Features of science
The scientific process is a means of acquiring knowledge based on observable, measurable evidence, involving the generation and testing of hypotheses through empirical methods. These involve observations based on sensory experience rather than on thoughts and beliefs alone. A scientific fact is therefore one that has been subjected to empirical testing by rigorous observation of phenomena and must be explicable through theories testable by empirical means. Science requires predictions that are testable empirically, without bias or expectation of results, and under controlled conditions. Theories can therefore either be validated (seen to be true) or be falsified (seen to be untrue). The challenge for psychology is to achieve this in real-life settings.
Replication involves repeating studies under identical conditions to check reliability and validity of findings. This occurs if research studies are written up in a designated manner. Fleischmann & Pons (1989) published research appearing to verify the existence of cold fusion, whereby limitless energy could be created very cheaply. Because the research was written up in the required manner, other scientists could replicate their work where unfortunately they discovered that the phenomenon does not exist, presumably due to methodological error. Replication performs the important function of ensuring that psychologists do not use practical applications in the real world until they have been shown to be based on empirically tested facts.
Objectivity concerns observations made without bias, as science requires that research be performed without the application of distorted personal feelings and interpretations. Objectivity is an element of empiricism, where observations are made through sensory experience rather than biased viewpoints formed from expectation and desire. To lessen the chances of bias, standardised instructions, operational definitions of observed variables, physically defined measurements of performance and double-blind techniques are used. Bias in research, making findings subjective rather than objective, is generally unconscious rather than deliberate fraud.

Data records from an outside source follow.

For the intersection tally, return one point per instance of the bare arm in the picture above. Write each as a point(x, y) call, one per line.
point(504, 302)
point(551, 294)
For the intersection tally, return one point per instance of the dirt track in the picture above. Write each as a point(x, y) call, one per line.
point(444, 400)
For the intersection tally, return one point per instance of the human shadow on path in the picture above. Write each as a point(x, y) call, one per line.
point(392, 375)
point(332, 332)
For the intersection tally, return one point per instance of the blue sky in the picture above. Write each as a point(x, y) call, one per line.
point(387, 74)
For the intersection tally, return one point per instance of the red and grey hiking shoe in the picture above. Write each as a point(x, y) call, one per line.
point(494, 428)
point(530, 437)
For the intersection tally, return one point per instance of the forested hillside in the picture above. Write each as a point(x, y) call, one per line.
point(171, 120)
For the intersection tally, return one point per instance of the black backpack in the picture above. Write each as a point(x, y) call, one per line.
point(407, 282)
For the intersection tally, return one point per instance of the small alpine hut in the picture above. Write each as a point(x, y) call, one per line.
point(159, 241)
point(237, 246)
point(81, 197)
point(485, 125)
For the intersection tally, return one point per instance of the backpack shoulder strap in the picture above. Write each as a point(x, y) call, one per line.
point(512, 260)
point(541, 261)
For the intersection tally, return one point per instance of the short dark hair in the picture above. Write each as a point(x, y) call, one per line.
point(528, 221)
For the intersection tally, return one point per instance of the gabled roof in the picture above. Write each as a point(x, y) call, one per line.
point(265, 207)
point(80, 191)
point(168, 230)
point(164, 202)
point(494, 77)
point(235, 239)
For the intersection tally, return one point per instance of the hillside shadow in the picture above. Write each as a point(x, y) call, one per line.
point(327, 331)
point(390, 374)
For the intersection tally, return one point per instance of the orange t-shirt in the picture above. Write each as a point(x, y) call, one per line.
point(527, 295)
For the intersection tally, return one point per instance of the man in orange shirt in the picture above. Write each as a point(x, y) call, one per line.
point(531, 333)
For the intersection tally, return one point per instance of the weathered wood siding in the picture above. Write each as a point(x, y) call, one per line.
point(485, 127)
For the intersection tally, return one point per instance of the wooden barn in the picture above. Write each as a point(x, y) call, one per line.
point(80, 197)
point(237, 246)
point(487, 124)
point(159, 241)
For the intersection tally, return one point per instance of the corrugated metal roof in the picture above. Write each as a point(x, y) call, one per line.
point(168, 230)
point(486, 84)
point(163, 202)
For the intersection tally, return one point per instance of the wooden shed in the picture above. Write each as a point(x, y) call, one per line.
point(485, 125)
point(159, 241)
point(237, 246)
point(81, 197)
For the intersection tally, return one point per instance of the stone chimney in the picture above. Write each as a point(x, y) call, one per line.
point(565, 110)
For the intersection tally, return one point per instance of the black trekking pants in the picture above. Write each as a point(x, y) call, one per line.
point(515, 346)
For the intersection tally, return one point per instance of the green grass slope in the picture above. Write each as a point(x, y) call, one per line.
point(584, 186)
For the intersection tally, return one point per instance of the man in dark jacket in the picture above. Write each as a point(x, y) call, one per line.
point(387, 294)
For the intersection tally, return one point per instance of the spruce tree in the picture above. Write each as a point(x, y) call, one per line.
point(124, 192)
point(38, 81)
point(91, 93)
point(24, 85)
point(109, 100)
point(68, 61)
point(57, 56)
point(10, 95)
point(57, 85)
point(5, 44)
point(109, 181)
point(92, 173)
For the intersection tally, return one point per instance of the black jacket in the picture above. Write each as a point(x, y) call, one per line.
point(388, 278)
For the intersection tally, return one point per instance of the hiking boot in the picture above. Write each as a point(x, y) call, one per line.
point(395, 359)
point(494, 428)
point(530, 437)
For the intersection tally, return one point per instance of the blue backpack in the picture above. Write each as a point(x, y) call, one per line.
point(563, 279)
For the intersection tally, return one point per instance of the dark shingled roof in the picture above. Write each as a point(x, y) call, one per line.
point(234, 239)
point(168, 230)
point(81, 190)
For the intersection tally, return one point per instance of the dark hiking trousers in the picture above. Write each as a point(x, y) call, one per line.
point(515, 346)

For example, when Ganzfeld studies, which test for extra-sensory perception (ESP), are performed by believers in ESP, results tend to confirm that ESP exists, while when they are performed by sceptics, the exact same procedure tends to show that ESP does not exist.
An integral part of the validation process is the notion of falsifiability, where hypotheses are tested and found to be false. This is achieved by replicating studies under the exact same testing conditions. Freud’s psychodynamic theory is unfalsifiable, as his interpretations of behaviour cannot be shown to be untrue. For example, Freud argued that a person may behave in a certain way due to events in their childhood. If this was found to be so, it is taken as evidence for the theory’s validity. However, if it was found to be untrue, it was still seen as supporting the theory through repression of the events due to their traumatic content.
A paradigm is a shared set of assumptions about a subject matter and how it should be investigated. Psychologists then collect data that fit these assumptions and therefore find what they expect to find. Paradigm shifts occur when such old assumptions are rejected and new, revolutionary ones are adopted. Such changes occur only infrequently and often due to minority influence (see page 20).